Adicionalmente, em julho de 2021, a Benfica SAD tomou conhecimento do processo “Cartão Vermelho, no qual são investigados atos que alegadamente Luís Filipe Ferreira Vieira terá cometido enquanto foi Presidente do Conselho de Administração da Sociedade. A Benfica SAD não assume qualidade de visada ou arguida neste processo.

Do ponto de vista das provisões, a Benfica SAD apresentava apenas 25 mil euros em provisões a 30 de junho de 2025, inalterados face ao ano anterior. Embora os consultores jurídicos considerem improvável a materialização de responsabilidades significativas, a incerteza associada a processos judiciais em curso representa um risco latente que a próxima administração terá de monitorizar atentamente.

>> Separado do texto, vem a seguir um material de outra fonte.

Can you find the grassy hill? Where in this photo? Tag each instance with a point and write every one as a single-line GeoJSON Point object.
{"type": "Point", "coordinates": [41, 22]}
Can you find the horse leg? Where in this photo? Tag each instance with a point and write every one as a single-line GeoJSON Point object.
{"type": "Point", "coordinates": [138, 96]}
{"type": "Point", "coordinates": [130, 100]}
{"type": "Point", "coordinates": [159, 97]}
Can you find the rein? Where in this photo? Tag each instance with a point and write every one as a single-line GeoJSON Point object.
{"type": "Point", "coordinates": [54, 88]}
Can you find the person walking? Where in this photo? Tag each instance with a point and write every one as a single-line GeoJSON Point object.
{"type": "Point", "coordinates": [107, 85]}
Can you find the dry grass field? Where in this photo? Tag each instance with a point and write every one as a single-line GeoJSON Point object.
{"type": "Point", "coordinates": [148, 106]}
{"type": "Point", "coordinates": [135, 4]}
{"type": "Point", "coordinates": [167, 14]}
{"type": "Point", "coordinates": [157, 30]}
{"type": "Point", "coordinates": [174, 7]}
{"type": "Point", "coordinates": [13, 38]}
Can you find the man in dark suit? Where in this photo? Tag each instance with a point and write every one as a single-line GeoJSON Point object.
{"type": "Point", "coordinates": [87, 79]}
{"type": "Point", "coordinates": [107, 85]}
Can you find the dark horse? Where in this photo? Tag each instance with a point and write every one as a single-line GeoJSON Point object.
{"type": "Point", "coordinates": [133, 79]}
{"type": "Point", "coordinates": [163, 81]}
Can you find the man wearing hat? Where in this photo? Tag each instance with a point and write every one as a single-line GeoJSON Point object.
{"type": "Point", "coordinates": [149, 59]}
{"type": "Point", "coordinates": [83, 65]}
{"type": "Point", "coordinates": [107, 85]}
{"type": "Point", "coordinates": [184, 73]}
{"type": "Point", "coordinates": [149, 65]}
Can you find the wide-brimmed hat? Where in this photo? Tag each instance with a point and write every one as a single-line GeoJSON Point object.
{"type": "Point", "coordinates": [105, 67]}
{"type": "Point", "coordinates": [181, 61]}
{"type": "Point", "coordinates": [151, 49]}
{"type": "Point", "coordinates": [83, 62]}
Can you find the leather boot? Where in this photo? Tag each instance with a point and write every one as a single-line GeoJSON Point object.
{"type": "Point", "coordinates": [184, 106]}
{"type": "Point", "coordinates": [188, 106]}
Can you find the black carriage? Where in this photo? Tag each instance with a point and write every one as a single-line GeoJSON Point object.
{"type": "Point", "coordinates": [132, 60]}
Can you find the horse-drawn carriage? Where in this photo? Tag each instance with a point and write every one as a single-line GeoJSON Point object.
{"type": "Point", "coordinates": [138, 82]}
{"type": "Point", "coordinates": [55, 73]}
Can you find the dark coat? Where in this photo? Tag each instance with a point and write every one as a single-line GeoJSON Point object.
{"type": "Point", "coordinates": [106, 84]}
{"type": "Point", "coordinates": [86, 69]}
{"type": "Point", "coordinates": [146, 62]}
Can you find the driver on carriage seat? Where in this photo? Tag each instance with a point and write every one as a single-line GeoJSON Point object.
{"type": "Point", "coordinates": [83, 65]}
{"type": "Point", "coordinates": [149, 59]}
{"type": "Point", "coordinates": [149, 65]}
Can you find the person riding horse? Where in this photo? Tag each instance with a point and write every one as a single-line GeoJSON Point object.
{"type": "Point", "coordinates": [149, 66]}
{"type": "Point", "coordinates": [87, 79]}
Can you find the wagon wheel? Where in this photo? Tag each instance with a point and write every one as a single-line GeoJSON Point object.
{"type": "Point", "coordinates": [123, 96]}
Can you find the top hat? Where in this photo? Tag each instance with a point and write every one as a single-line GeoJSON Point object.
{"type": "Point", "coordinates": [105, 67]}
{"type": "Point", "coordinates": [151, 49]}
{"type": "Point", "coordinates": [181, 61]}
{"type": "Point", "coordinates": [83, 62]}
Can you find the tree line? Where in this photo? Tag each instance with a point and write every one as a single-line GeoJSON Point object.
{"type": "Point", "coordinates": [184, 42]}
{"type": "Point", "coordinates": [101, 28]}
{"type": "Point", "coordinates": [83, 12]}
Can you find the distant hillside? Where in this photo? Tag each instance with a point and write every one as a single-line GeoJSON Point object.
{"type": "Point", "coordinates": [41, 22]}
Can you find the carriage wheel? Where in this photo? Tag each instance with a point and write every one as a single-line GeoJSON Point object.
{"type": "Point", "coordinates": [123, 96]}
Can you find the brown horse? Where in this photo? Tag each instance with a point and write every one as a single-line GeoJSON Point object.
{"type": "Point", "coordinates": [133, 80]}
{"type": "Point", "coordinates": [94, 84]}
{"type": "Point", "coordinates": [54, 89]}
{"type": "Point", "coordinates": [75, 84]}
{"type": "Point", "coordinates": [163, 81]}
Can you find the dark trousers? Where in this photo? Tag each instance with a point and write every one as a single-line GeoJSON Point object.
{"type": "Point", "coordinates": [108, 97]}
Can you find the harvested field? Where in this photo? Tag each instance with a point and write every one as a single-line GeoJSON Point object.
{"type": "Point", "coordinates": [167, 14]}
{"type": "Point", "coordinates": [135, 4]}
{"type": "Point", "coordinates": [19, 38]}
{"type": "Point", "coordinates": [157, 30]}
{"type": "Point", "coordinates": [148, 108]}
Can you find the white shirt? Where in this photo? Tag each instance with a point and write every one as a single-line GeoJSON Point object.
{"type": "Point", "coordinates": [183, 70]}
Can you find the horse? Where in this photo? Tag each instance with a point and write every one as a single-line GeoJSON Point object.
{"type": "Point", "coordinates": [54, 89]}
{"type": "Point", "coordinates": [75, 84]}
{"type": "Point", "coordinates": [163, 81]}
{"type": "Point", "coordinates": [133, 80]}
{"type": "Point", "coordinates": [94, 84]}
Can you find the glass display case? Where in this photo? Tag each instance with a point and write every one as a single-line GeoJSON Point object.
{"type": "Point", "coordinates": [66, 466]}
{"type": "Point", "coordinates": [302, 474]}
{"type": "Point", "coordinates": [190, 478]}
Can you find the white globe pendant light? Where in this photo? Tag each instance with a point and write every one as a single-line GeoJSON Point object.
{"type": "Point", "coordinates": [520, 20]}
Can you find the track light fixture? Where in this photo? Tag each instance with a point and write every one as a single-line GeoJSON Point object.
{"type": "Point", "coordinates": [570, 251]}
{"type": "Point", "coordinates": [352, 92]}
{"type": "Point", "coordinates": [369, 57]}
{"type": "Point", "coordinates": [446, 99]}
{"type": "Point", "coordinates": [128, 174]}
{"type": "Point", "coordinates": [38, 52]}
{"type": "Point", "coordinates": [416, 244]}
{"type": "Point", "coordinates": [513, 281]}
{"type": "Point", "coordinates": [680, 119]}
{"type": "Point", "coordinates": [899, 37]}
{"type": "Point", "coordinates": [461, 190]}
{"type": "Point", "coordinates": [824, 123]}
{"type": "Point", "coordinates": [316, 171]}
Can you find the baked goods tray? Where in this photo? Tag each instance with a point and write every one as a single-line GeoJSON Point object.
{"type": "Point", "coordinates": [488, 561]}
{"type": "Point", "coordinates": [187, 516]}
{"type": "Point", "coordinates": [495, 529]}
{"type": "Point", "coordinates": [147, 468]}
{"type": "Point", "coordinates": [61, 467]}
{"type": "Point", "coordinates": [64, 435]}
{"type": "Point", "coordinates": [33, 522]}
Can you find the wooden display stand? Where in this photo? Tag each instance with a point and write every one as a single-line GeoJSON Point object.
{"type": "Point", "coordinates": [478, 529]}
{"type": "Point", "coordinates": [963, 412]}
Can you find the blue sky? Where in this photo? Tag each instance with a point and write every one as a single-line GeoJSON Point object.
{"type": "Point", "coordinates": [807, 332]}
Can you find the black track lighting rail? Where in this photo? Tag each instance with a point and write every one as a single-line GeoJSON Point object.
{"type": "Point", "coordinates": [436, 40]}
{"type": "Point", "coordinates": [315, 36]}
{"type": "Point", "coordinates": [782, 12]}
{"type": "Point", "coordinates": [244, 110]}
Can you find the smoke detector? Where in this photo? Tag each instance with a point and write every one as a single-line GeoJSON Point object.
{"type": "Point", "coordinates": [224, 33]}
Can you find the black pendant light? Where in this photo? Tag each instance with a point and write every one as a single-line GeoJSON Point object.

📺 Direitos televisivos: oportunidade e incerteza

Os direitos televisivos representam uma das maiores oportunidades e simultaneamente um dos maiores desafios para o próximo presidente. As receitas de televisão da Benfica SAD atingiram 52,7 milhões de euros em 2024/25, um acréscimo de 4,4% face ao ano anterior, essencialmente devido ao contrato de exploração em vigor com a Nos. ​

Nos próximos dois anos, antes da entrada em vigor da centralização dos direitos televisivos em Portugal, o Benfica tem a possibilidade de negociar individualmente. Segundo revelações recentes do CFO da Benfica SAD em entrevista ao ECO, existem duas propostas “prontas a serem assinadas”, ambas com valores acima dos 50 milhões de euros anuais. Uma segue o formato atual, mais tradicional. A outra envolve operadores mais inovadores, com modelos de negócio que dependem de angariação de assinantes – mas que exigiriam prazos mais longos (quatro a cinco anos) para permitir business plans consistentes, algo incompatível com o período de dois anos até centralização.

Sem discussão é a não necessidade de o Benfica voltar a antecipar receita, como sucedeu no último contrato. A Benfica SAD conseguiu reduzir de 92 milhões para praticamente zero o montante de direitos televisivos descontados antecipadamente, libertando-se desta dependência. A partir de 2025/26, o clube voltará a ter capacidade para receber diretamente a globalidade das verbas dos direitos televisivos – uma situação que não se verificava há dez anos.

A centralização, prevista para entrar em vigor a partir de 2027/28, representa uma enorme incerteza. Segundo as projeções de vários candidatos, será “muito difícil” os grandes clubes conseguirem manter ou aumentar as receitas individuais num modelo centralizado com 18 clubes, mesmo que o valor global do mercado atinja os 300 milhões de euros falados. A defesa “intransigente” do peso do Benfica no campeonato português e o envolvimento ativo no processo de centralização – incluindo a análise jurídica à luz das leis da concorrência – será determinante para não haver “uma redução do peso do Benfica e dos valores do Benfica”.